Strafbemessungsgründe gemäß § 93 BDG:
Gemäß § 93 Abs. 1 BDG ist das Maß für die Höhe der Strafe die Schwere der Dienstpflichtverletzung. Dabei ist jedoch darauf Bedacht zu nehmen, inwieweit die beabsichtigte Strafhöhe erforderlich ist, um den Beamten von weiteren Dienstpflichtverletzungen abzuhalten. Zu berücksichtigen sind außerdem die bisherigen dienstlichen Leistungen, sowie sein Verhalten im Dienststand und die Qualität der bisherigen Dienstleistungen.

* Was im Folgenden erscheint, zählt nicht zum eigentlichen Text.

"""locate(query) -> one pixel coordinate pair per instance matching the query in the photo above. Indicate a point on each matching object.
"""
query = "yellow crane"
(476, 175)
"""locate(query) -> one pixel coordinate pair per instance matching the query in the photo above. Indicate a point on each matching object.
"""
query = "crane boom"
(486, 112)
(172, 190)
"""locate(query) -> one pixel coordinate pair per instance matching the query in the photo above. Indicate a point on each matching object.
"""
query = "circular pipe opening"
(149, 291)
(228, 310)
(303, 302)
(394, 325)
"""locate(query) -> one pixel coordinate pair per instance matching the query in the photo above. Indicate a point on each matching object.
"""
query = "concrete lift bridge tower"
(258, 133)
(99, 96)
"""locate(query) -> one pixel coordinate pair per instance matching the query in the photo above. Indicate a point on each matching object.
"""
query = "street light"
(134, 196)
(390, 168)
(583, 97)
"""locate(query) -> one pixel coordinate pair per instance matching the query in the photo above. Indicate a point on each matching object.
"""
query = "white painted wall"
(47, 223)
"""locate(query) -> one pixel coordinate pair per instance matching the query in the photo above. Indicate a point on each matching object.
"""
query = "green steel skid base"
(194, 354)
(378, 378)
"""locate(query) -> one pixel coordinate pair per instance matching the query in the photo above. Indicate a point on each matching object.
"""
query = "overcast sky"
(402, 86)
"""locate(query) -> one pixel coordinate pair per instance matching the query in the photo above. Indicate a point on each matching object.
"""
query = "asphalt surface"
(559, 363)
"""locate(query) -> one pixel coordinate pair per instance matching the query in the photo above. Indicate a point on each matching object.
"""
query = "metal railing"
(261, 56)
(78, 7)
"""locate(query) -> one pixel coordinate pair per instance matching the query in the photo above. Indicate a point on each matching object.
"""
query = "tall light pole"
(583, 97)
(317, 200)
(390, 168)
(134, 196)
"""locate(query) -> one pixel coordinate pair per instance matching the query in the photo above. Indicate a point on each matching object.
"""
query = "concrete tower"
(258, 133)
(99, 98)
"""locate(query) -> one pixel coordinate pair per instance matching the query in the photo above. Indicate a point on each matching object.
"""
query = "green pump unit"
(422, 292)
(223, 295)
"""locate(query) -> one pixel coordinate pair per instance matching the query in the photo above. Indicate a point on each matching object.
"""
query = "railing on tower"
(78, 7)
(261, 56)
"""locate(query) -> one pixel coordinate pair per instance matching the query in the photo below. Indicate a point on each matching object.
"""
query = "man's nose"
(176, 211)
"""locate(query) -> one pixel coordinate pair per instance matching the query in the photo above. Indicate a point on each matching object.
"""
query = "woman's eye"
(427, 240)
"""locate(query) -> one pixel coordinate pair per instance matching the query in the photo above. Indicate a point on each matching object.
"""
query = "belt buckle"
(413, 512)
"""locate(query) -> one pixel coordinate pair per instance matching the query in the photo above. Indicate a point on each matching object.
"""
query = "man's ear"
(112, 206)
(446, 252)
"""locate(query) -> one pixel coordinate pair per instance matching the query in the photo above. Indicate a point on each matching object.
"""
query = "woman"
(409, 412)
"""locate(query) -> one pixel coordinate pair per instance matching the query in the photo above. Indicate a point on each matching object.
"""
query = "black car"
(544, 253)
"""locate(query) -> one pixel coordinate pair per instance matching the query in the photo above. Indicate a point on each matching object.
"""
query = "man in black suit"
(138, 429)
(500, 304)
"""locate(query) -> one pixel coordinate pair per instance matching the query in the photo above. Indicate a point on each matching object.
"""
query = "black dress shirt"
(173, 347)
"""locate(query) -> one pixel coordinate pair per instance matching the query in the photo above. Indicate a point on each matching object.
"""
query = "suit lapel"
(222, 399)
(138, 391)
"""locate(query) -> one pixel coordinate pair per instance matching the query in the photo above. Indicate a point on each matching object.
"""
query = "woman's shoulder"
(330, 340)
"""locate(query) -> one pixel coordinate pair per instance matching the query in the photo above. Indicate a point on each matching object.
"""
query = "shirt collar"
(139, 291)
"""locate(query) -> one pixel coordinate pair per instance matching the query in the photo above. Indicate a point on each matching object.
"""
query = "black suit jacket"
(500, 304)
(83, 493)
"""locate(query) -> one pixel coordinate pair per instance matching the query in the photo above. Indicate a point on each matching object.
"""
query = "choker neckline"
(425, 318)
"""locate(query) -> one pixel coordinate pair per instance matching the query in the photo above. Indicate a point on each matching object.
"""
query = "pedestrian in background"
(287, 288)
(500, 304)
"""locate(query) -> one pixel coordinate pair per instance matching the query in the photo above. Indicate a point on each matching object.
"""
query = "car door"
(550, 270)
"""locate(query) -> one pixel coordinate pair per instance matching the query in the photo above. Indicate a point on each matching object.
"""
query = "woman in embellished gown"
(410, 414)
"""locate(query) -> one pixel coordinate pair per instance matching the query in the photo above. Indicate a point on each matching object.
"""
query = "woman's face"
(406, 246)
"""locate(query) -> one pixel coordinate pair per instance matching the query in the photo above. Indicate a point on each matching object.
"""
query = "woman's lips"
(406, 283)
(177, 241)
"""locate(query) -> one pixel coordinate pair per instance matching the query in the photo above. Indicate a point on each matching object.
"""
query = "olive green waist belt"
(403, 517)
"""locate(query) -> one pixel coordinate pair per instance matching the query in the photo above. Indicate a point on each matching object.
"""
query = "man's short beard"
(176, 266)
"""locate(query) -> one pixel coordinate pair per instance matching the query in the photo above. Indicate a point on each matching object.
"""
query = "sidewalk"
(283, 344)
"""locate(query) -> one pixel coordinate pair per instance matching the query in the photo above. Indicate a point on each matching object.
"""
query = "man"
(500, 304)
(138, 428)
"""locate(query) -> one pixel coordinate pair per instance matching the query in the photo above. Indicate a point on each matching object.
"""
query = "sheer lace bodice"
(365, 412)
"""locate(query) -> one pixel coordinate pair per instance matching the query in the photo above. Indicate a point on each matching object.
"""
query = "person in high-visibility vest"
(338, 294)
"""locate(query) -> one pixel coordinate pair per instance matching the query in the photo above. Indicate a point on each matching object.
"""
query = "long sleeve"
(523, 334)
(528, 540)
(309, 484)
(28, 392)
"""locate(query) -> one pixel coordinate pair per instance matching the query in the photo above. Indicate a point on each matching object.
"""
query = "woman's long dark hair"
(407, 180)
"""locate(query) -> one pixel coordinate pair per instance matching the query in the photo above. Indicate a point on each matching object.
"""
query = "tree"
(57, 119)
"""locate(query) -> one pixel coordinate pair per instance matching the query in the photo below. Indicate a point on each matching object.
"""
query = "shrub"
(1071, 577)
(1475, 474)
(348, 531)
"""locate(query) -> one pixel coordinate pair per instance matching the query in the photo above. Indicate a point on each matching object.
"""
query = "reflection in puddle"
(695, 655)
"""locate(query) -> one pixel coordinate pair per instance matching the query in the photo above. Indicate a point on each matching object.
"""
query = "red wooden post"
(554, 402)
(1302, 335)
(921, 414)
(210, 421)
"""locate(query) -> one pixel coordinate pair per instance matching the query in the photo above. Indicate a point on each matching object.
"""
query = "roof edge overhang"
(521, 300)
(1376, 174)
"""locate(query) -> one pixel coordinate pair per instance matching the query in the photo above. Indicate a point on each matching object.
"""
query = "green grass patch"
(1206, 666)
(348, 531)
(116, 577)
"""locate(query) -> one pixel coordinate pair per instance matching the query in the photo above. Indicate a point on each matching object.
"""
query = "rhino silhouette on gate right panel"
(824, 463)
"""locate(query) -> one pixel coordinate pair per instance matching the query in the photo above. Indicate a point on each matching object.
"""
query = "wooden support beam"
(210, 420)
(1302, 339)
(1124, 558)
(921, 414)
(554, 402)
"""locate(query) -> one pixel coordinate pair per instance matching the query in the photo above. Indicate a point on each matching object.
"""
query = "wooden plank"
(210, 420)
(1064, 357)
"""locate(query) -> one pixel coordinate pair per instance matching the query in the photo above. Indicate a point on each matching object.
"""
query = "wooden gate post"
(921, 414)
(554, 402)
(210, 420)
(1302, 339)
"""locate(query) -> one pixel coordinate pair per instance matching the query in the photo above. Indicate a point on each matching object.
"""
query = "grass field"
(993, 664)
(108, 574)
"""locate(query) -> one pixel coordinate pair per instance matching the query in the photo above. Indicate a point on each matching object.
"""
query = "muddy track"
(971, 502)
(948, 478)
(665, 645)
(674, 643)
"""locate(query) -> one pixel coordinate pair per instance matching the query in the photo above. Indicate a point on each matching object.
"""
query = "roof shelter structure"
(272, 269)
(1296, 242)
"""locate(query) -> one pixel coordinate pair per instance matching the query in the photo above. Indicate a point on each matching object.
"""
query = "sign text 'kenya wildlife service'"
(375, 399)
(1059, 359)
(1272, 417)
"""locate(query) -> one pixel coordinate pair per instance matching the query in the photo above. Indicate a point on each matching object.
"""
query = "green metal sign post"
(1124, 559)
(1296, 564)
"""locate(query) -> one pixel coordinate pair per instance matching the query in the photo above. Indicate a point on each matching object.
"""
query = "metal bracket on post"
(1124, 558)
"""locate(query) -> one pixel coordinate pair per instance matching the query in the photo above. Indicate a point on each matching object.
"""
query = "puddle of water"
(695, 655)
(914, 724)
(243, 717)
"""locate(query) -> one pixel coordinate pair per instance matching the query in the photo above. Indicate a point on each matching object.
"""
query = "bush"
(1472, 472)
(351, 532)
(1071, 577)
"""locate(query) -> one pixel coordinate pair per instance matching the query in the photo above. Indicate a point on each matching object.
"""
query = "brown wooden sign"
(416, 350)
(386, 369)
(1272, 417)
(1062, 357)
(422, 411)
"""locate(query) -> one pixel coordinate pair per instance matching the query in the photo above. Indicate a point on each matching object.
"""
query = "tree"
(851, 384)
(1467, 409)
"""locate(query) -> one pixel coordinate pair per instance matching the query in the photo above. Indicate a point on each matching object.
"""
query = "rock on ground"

Nach der jüngsten Judikatur des VwGH hat sich der Senat zudem ein umfassendes Bild des Beschuldigten zu machen und dann eine Prognose zu stellen, inwieweit und in welchem Ausmaß eine Bestrafung notwendig erscheint.
Eine Bestrafung muss grundsätzlich in einem angemessenen Verhältnis zum Unrechtsgehalt der Verfehlungen stehen und muss spezial-und generalpräventiv erforderlich sein.
Der Beamte hat insofern Dienstpflichtverletzungen begangen, indem er eine wehrlose obdachlose Frau körperlich attackiert hat und ihr eine Ohrfeige versetzte und mit einem Kleidungsstück nach ihr schlug.
Im Zuge der mündlichen Verhandlung war der Beamte reumütig geständig und gab an, dass er einfach die Nerven verloren hätte nach einer langen Diensttour und übermüdet war. Weiters darf angeführt werden, dass der Beamte nach 37 Jahren Polizeidienst erstmals eine Verfehlung begangen hat.
Als mildernd konnte neben dem reumütigen Geständnis die disziplinarrechtliche Unbescholtenheit, die sehr gute Dienstbeschreibung und die Belobigungen herangezogen werden.
Erschwerend war zu werten, dass der Beamte gerade als Ausbildner für Polizeischüler und Opferschutzbeamter eine besondere Vorbildwirkung hat.
Es war daher spruchgemäß zu entscheiden.